Tech
4 -Machine learning, code for identifying the outliers in jupyter notebook

4 -Machine learning, code for identifying the outliers in jupyter notebook

We first load the dataset into a pandas dataframe using the pd.read_csv() function.

We then define a function called detect_outliers that takes in a dataset and uses the z-score method to detect outliers. The function first calculates the mean and standard deviation of the data, and then sets a threshold for detecting outliers as three times the standard deviation.


import pandas as pd
import numpy as np

# load the dataset
df = pd.read_csv('path/to/dataset.csv')

# define a function to detect outliers
def detect_outliers(data):
    # calculate the mean and standard deviation of the data
    mean = np.mean(data)
    std = np.std(data)
    # set the threshold for detecting outliers
    threshold = 3 * std
    # identify outliers using the z-score method
    z_scores = [(x - mean) / std for x in data]
    outliers = np.where(np.abs(z_scores) > threshold)
    return outliers[0]

# apply the detect_outliers function to each column of the dataset
outliers = {}
for column in df.columns:
    column_outliers = detect_outliers(df[column])
    outliers[column] = column_outliers

# print the outliers for each column
for column, column_outliers in outliers.items():
    print('Outliers in column {}: {}'.format(column, column_outliers))

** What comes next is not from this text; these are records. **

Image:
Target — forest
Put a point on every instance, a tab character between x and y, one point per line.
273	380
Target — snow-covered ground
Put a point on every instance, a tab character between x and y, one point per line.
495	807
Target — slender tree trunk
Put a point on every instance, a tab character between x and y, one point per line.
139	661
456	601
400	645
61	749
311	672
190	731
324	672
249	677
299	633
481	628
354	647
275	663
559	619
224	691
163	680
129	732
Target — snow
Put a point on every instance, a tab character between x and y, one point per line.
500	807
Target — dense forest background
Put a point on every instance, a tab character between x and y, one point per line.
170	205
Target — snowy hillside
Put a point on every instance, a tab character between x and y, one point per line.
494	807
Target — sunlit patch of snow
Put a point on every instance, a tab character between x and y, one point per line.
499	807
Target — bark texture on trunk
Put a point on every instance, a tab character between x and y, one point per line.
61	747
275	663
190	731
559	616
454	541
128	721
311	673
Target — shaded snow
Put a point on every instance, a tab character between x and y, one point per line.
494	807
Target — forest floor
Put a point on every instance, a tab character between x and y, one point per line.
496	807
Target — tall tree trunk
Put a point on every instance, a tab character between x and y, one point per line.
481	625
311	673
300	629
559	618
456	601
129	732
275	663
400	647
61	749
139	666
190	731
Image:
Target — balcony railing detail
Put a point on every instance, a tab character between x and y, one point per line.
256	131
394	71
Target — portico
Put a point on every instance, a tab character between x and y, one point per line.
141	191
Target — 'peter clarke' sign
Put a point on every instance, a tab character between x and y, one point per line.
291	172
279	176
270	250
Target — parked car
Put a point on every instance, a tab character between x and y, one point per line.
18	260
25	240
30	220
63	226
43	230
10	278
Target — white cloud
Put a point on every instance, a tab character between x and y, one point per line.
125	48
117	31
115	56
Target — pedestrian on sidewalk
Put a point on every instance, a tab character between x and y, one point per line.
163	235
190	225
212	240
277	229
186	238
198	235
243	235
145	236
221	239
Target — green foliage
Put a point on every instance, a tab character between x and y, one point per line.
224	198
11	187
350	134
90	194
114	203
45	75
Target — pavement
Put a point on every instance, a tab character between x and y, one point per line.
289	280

The function then calculates the z-scores for each data point in the dataset, and identifies outliers as any data point with an absolute z-score greater than the threshold.

Next, we apply the detect_outliers function to each column of the dataset using a for loop, and store the outliers for each column in a dictionary called outliers.

Finally, we print the outliers for each column by iterating through the outliers dictionary using another for loop.